ただ、「状況に関係なく非着用」というアンケートの選択肢はいささか世論誘導の「気」があるなあと思いました。だってこれだと、何が何でも非着用なんだ的な傍若無人さを醸し出していません? この選択肢をチョイスするのはちょっと勇気が要ると思います。

それから、記事によれば「状況に応じて」も合わせると着用派は九割を超えるそうですが、基本マスクはしていない私だって、極端に混んだ電車に乗るときのためにマスクは常に携帯しています。
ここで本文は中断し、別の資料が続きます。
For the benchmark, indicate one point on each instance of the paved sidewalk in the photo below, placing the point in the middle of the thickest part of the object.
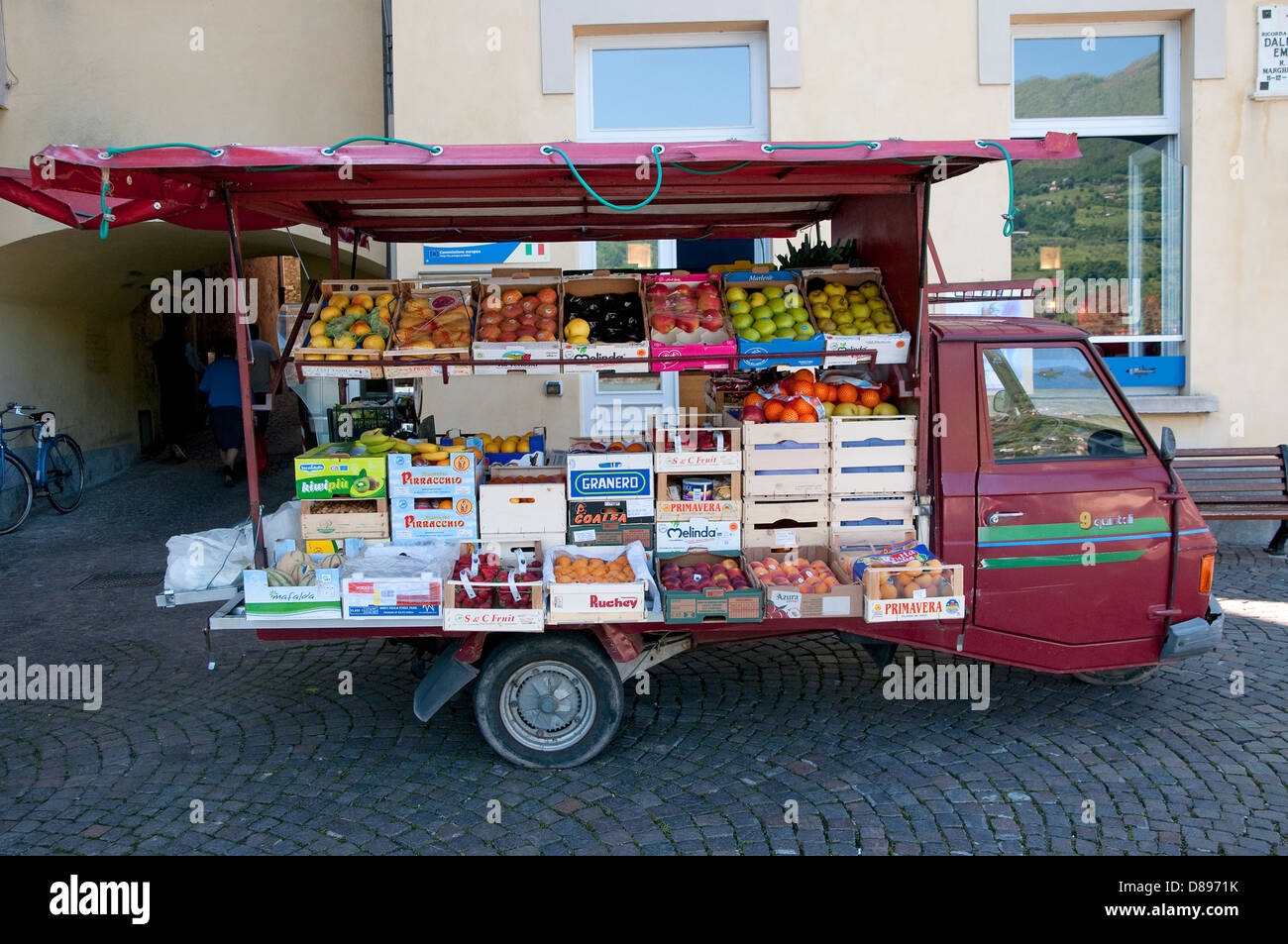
(706, 763)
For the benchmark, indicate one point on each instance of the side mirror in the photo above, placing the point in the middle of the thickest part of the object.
(1167, 445)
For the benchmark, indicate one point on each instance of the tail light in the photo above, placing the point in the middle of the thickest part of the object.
(1206, 574)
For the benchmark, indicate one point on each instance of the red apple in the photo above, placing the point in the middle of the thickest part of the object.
(662, 322)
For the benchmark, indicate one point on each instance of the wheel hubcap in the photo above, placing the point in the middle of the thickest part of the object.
(548, 706)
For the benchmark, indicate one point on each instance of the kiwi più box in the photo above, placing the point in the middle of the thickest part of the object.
(844, 599)
(333, 471)
(603, 283)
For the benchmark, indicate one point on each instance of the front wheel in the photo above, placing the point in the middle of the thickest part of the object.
(16, 493)
(64, 472)
(552, 700)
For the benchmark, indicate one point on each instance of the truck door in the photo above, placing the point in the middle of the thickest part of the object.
(1072, 539)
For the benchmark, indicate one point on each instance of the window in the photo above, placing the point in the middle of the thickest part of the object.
(673, 86)
(1106, 231)
(1047, 403)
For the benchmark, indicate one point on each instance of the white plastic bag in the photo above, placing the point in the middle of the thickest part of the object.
(207, 559)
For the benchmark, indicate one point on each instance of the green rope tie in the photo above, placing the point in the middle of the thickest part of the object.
(721, 170)
(657, 158)
(112, 153)
(430, 149)
(772, 149)
(1009, 217)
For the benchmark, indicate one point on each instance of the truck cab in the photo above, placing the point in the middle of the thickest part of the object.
(1081, 549)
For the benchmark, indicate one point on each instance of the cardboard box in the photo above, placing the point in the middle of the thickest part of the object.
(526, 357)
(599, 475)
(459, 479)
(883, 349)
(717, 509)
(694, 535)
(397, 597)
(522, 507)
(786, 522)
(412, 359)
(678, 447)
(600, 283)
(887, 600)
(874, 455)
(333, 469)
(716, 348)
(322, 519)
(786, 459)
(355, 367)
(764, 353)
(610, 522)
(411, 524)
(712, 603)
(845, 599)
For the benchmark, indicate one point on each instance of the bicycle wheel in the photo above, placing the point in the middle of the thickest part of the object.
(16, 493)
(64, 472)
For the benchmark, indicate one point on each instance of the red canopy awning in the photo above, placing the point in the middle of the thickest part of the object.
(497, 192)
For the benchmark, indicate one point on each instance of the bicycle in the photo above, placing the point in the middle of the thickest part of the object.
(59, 474)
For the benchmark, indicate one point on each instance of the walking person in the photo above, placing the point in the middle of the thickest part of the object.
(222, 385)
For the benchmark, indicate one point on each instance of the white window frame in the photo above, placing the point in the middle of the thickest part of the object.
(756, 44)
(1109, 127)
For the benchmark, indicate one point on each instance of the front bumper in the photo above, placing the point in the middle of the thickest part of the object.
(1194, 636)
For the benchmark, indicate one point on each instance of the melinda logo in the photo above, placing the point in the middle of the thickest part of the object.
(75, 897)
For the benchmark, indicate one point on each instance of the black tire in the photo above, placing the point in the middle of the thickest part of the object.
(574, 721)
(64, 474)
(1117, 677)
(16, 493)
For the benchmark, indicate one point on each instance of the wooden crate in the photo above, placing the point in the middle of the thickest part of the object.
(785, 522)
(862, 518)
(874, 455)
(786, 459)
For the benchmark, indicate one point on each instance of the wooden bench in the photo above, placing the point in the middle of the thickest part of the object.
(1237, 484)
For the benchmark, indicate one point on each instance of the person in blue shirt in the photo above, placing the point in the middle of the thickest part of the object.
(222, 385)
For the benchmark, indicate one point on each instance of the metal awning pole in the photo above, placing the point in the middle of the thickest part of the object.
(241, 323)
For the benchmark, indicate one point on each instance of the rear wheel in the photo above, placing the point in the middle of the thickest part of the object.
(16, 493)
(64, 472)
(1117, 677)
(552, 700)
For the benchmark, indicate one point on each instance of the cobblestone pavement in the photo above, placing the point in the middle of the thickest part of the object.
(704, 764)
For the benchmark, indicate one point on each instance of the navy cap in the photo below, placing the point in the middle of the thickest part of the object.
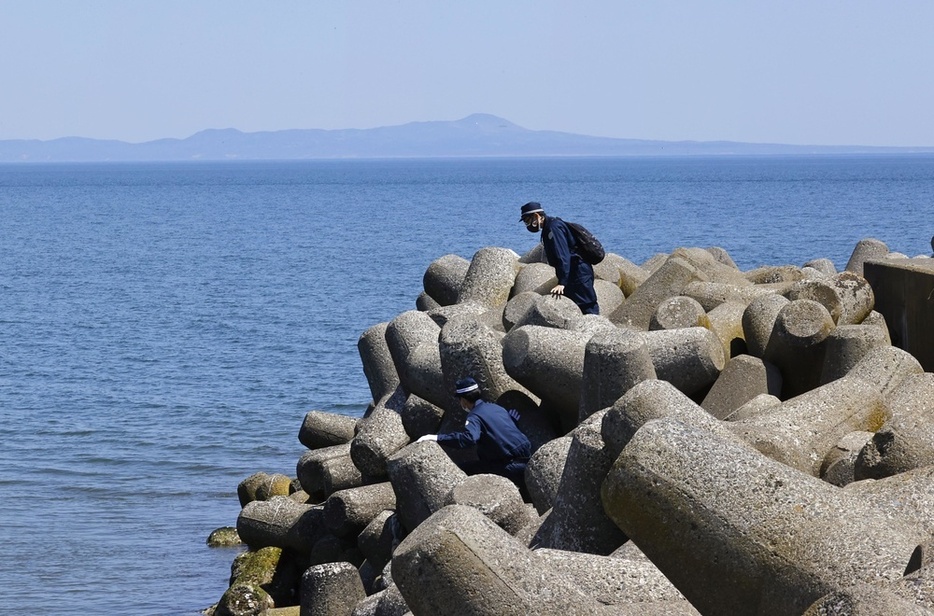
(532, 207)
(465, 385)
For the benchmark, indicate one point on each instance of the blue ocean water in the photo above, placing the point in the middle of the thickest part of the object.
(165, 327)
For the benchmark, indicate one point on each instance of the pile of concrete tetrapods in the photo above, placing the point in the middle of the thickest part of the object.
(717, 442)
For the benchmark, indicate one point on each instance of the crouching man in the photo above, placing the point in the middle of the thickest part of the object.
(502, 449)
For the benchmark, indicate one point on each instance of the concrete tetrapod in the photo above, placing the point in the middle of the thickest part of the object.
(577, 521)
(378, 365)
(460, 563)
(422, 475)
(614, 361)
(443, 278)
(807, 427)
(738, 533)
(549, 362)
(489, 277)
(906, 441)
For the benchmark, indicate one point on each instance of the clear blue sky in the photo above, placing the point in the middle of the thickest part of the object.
(835, 72)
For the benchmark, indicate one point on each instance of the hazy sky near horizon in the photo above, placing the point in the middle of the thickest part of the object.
(828, 72)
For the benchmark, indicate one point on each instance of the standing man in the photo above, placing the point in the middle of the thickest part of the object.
(575, 276)
(502, 449)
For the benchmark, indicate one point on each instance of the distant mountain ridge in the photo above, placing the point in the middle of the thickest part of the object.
(477, 135)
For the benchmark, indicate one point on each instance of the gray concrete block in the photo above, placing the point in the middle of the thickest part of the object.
(718, 525)
(470, 348)
(726, 321)
(839, 464)
(690, 359)
(379, 538)
(422, 475)
(653, 400)
(885, 368)
(846, 346)
(517, 307)
(903, 290)
(379, 436)
(535, 422)
(678, 312)
(420, 417)
(348, 512)
(460, 563)
(548, 362)
(378, 365)
(577, 521)
(281, 522)
(310, 470)
(743, 378)
(497, 498)
(614, 361)
(490, 277)
(796, 345)
(534, 277)
(763, 403)
(322, 429)
(549, 311)
(759, 321)
(611, 580)
(543, 473)
(332, 589)
(443, 278)
(865, 249)
(667, 281)
(806, 428)
(906, 441)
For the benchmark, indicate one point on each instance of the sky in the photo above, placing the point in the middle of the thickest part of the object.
(806, 72)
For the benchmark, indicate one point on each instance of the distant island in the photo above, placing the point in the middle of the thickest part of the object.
(477, 135)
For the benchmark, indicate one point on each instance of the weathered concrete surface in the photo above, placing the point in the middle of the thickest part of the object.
(846, 346)
(614, 581)
(865, 250)
(796, 345)
(490, 277)
(690, 359)
(906, 441)
(543, 473)
(614, 361)
(459, 543)
(332, 589)
(549, 362)
(743, 378)
(738, 533)
(496, 497)
(378, 365)
(679, 311)
(281, 522)
(806, 428)
(422, 475)
(667, 281)
(577, 521)
(443, 278)
(322, 429)
(904, 290)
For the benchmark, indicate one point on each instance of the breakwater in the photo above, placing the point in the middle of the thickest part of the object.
(718, 442)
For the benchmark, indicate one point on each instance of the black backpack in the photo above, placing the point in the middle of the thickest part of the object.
(588, 247)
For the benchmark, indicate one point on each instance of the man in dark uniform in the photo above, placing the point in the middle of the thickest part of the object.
(502, 449)
(575, 276)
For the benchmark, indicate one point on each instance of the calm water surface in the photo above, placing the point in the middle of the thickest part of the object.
(165, 327)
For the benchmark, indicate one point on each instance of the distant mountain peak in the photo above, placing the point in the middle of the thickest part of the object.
(479, 134)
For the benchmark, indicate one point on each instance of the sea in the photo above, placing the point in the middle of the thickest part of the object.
(164, 327)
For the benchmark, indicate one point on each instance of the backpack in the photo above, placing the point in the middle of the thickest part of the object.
(588, 247)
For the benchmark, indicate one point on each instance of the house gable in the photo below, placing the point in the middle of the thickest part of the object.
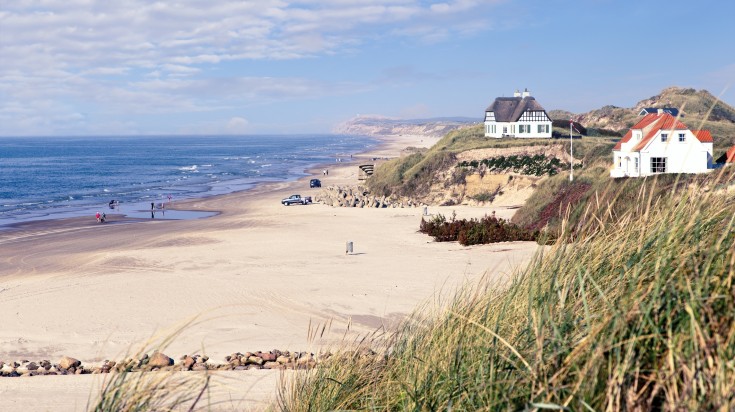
(644, 151)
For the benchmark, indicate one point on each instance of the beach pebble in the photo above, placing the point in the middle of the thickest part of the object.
(67, 362)
(268, 357)
(199, 367)
(159, 360)
(257, 360)
(188, 362)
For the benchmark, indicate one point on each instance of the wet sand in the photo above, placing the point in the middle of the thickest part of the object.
(257, 276)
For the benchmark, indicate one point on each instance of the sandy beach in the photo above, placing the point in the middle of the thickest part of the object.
(257, 276)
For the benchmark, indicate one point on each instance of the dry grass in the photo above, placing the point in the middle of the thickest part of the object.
(638, 313)
(165, 390)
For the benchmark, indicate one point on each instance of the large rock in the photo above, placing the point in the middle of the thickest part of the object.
(67, 362)
(159, 360)
(268, 357)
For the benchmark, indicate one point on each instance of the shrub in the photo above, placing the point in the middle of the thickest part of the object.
(537, 165)
(637, 314)
(489, 229)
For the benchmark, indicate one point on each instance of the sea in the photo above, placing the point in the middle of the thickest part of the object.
(59, 177)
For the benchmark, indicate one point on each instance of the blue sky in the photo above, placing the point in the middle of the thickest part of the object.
(84, 67)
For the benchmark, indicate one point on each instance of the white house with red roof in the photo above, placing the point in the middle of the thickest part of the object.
(660, 143)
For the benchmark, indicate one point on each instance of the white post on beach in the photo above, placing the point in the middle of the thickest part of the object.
(571, 152)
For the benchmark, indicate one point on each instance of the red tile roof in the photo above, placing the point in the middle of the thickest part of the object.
(703, 136)
(652, 123)
(730, 155)
(647, 119)
(625, 139)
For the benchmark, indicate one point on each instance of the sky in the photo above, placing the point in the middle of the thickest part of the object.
(218, 67)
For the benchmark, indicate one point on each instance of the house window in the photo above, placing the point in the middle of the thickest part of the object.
(658, 165)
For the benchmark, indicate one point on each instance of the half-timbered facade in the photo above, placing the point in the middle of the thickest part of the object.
(518, 116)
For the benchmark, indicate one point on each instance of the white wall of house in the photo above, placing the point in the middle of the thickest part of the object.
(671, 153)
(520, 129)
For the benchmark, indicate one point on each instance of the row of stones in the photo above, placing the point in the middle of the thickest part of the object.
(359, 196)
(274, 359)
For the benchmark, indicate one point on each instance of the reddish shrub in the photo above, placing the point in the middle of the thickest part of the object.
(489, 229)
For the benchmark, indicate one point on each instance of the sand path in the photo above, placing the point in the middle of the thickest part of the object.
(257, 276)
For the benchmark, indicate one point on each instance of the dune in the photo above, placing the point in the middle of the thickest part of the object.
(257, 276)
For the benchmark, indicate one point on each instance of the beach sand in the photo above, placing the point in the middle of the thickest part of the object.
(258, 276)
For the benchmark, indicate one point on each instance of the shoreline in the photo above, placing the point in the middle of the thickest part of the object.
(259, 276)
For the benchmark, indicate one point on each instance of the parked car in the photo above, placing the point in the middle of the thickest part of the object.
(296, 200)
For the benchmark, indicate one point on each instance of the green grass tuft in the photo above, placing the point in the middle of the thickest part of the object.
(637, 313)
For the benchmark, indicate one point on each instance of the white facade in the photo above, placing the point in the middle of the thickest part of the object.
(520, 116)
(662, 145)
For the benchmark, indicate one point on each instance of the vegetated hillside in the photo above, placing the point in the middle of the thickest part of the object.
(385, 126)
(559, 200)
(467, 167)
(699, 110)
(636, 314)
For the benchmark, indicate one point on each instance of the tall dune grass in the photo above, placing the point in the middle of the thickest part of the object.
(638, 313)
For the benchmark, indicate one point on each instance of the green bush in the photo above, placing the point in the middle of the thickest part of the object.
(638, 313)
(489, 229)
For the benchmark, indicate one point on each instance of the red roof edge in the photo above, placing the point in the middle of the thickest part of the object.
(703, 136)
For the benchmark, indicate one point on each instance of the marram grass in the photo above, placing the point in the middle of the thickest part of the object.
(636, 314)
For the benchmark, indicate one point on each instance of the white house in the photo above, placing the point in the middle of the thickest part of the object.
(517, 116)
(660, 143)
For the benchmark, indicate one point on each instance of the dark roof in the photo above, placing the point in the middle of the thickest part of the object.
(510, 109)
(670, 110)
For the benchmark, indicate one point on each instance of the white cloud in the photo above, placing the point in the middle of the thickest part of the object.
(65, 63)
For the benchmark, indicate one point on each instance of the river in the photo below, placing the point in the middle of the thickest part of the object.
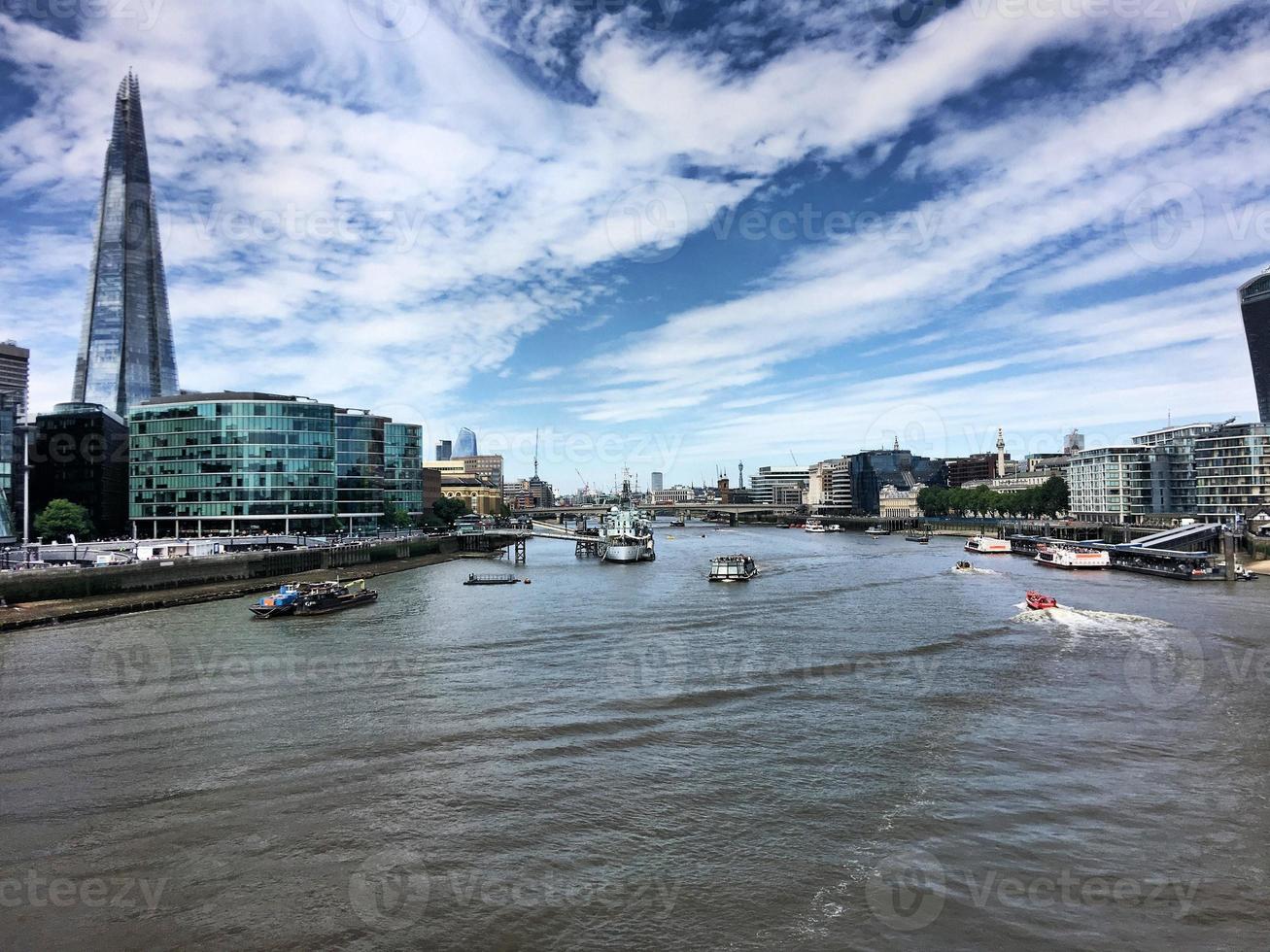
(859, 749)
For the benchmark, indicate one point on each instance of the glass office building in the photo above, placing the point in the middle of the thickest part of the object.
(1254, 303)
(465, 444)
(16, 375)
(9, 451)
(360, 467)
(82, 454)
(1232, 467)
(126, 349)
(231, 462)
(896, 467)
(402, 466)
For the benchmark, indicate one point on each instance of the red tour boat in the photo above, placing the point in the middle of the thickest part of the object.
(1039, 603)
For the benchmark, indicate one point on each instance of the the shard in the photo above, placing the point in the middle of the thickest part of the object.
(126, 351)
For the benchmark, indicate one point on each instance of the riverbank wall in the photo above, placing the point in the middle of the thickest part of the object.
(230, 574)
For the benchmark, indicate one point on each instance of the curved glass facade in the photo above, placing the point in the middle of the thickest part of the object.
(1254, 303)
(240, 460)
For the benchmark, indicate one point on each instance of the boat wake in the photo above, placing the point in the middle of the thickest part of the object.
(1079, 620)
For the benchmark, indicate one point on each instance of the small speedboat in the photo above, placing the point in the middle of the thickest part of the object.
(736, 567)
(1039, 603)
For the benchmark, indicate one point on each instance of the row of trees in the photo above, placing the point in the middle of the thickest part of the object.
(1050, 497)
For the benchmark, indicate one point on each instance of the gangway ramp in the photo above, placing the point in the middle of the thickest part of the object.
(1179, 538)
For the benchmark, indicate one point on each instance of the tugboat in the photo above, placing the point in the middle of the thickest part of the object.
(326, 596)
(1039, 603)
(492, 580)
(281, 603)
(738, 567)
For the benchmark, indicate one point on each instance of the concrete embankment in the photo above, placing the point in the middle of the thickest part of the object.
(48, 595)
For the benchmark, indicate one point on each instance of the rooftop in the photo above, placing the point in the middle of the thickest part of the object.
(224, 395)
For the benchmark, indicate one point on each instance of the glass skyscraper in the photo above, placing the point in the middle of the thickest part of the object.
(402, 466)
(360, 467)
(1254, 303)
(8, 452)
(465, 444)
(126, 349)
(239, 462)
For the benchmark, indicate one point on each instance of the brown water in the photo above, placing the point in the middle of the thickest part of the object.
(860, 749)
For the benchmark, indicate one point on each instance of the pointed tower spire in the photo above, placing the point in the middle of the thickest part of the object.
(126, 349)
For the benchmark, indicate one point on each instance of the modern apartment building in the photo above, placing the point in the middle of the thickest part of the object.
(1232, 468)
(1109, 484)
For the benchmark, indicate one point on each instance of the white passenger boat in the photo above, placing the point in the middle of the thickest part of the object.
(1072, 558)
(627, 533)
(738, 567)
(988, 546)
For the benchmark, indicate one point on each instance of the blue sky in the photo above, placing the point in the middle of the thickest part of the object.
(669, 235)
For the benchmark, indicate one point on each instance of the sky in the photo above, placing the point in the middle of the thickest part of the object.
(667, 235)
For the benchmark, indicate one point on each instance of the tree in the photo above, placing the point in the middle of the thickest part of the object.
(1053, 496)
(395, 517)
(62, 518)
(450, 509)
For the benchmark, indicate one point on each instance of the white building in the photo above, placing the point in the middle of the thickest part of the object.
(674, 493)
(780, 485)
(900, 503)
(830, 484)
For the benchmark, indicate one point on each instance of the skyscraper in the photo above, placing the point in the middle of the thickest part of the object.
(1254, 302)
(126, 351)
(16, 375)
(465, 444)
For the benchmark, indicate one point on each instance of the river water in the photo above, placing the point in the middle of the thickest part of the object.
(859, 749)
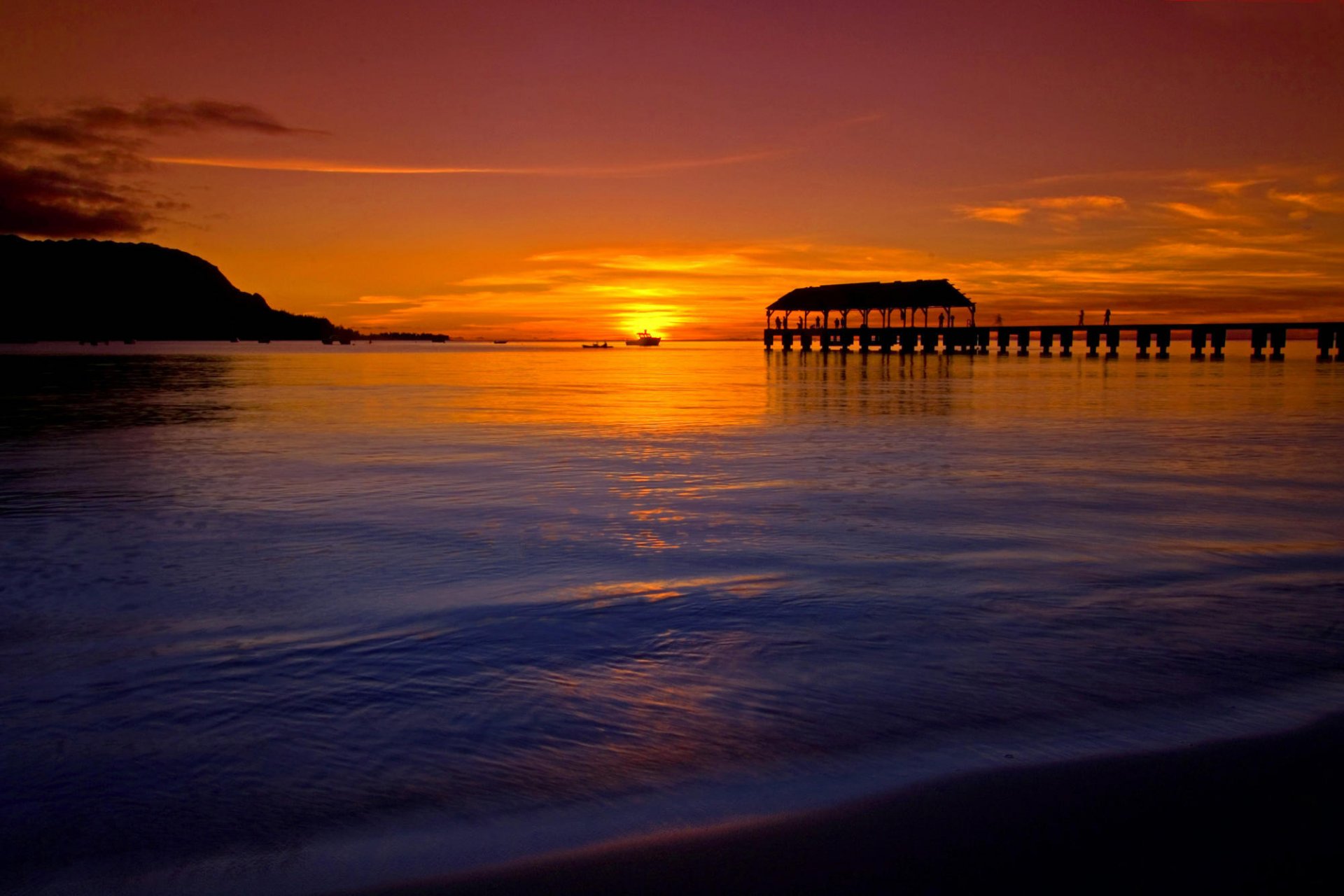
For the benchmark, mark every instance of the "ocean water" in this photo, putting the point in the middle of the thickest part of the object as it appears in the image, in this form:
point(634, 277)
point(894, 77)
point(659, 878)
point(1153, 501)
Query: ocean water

つまり私のような者だってアンケートへの答え方次第では「状況に応じて」ですから「着用派」だということになります。

アンケートの方法もさることながら、「〇〇派」という分断を煽るような書き方、それになにより「みなが周りを気にせず、するしないを決める日はいつになるのだろう」と嘆息し「人の世も一色に染まらぬ方が息はしやすい」などと小粋なまとめ方をされている「筆洗」子ご自身が「自分を含め圧倒的多数は着用派」とおっしゃっている……ちょっと無責任じゃないかなあと感じました。

故・小田嶋隆氏がかつて講演で「新聞の看板コラム(天声人語とか余録とか編集手帳とかですね)は、最後になにか気の利いたひねりなりちょっとした皮肉なりで締めるのが『芸風』だけれども、その実なんのオピニオンにもなっていないことが多い」というようなことをおっしゃっていました(発言そのままではありません)。私は「そうだよなあ」と深く納得したのですが、今回もまたそれを感じました。